Hello there Khawaga. Capitalists have been forced to maintain the state in various forms because capitalism doesn't work. Capitalists want private police forces and private paramilitary armies to protect themselves from us.

Do you have a better analysis of what's happening in China?

Sleeper
Jan 24 2016 19:37

Welcome to the discussion Steven, so you think China is capitalist?

Steven. wrote:
Yeah, China is definitely not capitalist…

Khawaga
Jan 24 2016 20:44
Quote:
Capitalists have been forced to maintain the state in various forms because capitalism doesn't work. Capitalists want private police forces and private paramilitary armies to protect themselves from us.

Do they? All of them? Adam Smith and all the early political economists, indeed almost all economists but for some of the most rabid Austrians always advocate for the existence of some state precisely because that will actually make sure that capitalism, as a system based on everyone treating each other as owners of private property (including labour-power), will survive.

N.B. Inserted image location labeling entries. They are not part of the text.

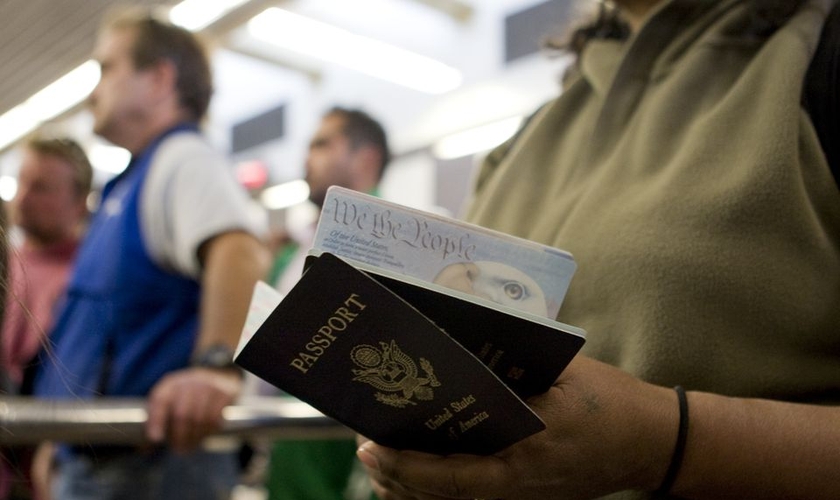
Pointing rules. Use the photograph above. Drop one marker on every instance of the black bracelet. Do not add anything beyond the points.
(679, 448)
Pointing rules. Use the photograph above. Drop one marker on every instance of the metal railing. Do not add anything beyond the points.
(25, 420)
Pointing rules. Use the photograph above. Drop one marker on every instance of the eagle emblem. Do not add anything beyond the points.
(394, 374)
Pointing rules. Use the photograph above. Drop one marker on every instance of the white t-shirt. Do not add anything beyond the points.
(189, 196)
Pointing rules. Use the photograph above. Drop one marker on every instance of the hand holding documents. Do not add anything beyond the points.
(412, 364)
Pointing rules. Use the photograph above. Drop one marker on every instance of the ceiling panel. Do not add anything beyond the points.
(41, 40)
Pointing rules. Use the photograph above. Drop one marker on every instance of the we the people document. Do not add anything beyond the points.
(409, 363)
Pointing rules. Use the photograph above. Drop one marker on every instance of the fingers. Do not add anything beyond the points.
(405, 475)
(186, 406)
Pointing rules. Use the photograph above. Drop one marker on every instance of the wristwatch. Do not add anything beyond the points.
(216, 356)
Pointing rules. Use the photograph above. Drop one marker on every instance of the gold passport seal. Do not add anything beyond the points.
(393, 372)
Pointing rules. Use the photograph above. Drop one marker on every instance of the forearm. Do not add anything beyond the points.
(749, 448)
(234, 262)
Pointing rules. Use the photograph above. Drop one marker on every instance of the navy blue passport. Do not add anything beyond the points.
(359, 353)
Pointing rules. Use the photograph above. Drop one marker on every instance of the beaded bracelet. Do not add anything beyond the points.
(679, 448)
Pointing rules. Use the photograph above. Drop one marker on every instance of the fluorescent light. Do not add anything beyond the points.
(285, 195)
(51, 101)
(111, 159)
(474, 140)
(8, 187)
(64, 93)
(372, 57)
(195, 15)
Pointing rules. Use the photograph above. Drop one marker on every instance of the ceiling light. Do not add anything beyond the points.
(111, 159)
(372, 57)
(474, 140)
(49, 102)
(196, 15)
(285, 195)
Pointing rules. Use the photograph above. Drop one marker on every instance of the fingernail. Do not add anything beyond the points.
(367, 458)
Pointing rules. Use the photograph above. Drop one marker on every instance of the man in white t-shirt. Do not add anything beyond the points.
(163, 279)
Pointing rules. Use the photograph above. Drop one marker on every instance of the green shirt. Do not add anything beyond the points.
(681, 171)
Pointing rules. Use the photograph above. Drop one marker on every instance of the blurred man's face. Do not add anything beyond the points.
(330, 159)
(46, 206)
(123, 93)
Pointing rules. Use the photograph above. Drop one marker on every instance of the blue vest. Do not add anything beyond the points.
(126, 321)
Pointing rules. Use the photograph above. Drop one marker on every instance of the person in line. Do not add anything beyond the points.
(162, 282)
(681, 169)
(49, 212)
(349, 149)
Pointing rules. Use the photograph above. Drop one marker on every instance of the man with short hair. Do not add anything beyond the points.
(163, 279)
(349, 149)
(48, 211)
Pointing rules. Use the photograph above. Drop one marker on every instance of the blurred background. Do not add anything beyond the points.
(449, 79)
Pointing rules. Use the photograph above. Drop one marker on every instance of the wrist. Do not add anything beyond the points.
(216, 357)
(654, 442)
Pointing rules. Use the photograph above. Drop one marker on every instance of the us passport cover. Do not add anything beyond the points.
(359, 353)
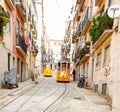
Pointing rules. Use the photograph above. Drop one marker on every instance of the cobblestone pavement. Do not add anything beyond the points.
(90, 96)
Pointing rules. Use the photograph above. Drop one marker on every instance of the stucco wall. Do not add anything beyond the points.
(3, 62)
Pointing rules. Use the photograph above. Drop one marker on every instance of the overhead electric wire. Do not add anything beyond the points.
(60, 11)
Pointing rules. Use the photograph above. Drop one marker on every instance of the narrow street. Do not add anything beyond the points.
(51, 96)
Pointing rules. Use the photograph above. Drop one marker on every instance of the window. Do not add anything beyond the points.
(18, 65)
(109, 4)
(13, 61)
(98, 61)
(107, 55)
(8, 24)
(8, 61)
(17, 26)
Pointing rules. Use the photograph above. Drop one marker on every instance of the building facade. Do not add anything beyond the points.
(18, 45)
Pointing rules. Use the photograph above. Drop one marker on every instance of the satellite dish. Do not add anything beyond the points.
(114, 11)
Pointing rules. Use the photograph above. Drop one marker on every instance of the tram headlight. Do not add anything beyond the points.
(62, 74)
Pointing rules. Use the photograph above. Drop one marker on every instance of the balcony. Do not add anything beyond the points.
(83, 53)
(20, 45)
(86, 23)
(99, 2)
(34, 50)
(101, 28)
(74, 37)
(21, 9)
(10, 3)
(82, 2)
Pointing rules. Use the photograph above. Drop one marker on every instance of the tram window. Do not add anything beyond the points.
(63, 66)
(51, 66)
(68, 67)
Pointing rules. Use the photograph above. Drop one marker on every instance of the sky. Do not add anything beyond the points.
(56, 13)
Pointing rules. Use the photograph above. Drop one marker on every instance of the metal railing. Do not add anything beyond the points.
(20, 42)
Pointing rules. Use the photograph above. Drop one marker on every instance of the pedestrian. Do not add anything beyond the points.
(74, 74)
(36, 74)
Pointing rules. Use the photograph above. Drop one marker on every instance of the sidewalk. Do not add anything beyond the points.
(89, 95)
(92, 97)
(4, 91)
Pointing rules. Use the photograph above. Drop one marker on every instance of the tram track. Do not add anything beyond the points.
(46, 99)
(19, 94)
(63, 93)
(24, 93)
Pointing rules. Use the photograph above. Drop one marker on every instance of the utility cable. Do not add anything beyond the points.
(60, 11)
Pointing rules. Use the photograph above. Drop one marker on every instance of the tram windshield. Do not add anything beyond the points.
(63, 66)
(48, 66)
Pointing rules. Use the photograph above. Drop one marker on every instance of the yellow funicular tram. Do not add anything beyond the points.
(63, 71)
(48, 70)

What is the evidence for your claim? Also, what do you understand capitalism to be? What is the basis of that system? How is it reproduced?

Sleeper
Jan 24 2016 21:03

Capitalism is private ownership of the means of production by the ruling class, and exploitation and extraction of the surplus value created by the working class.

Now, again, do you care to explain your analysis of what's happening in China?

Fleur
Jan 24 2016 21:13

Sleeper:

Quote:
Now, again, do you care to explain your analysis of what's happening in China?

this ->

Quote:
Capitalism is private ownership of the means of production by the ruling class, and exploitation and extraction of the surplus value created by the working class.

Even if you take the view that the state owning and controlling the means of production is some kind of communism, in China only 30% of industry & service sectors of the economy is state owned and is a percentage which has been steadily declining.

http://blogs.worldbank.org/eastasiapacific/state-owned-enterprises-in-china-how-big-are-they

Khawaga
Jan 24 2016 21:29
Quote:
Now, again, do you care to explain your analysis of what's happening in China?

Capitalism is happening in China. It has been happening for quite some time now. At the moment there is an intensification of primitive accumulation in rural areas. In any case, I wouldn't call what you have offered an "analysis" but more of an empty claim based on jargon.

Sleeper
Jan 28 2016 02:54

Ok maybe we can create more of an analysis by putting a date on some events. When exactly do you consider China to have become capitalist?

Khawaga wrote:
Quote:
Now, again, do you care to explain your analysis of what's happening in China?

Capitalism is happening in China. It has been happening for quite some time now. At the moment there is an intensification of primitive accumulation in rural areas. In any case, I wouldn't call what you have offered an "analysis" but more of an empty claim based on jargon.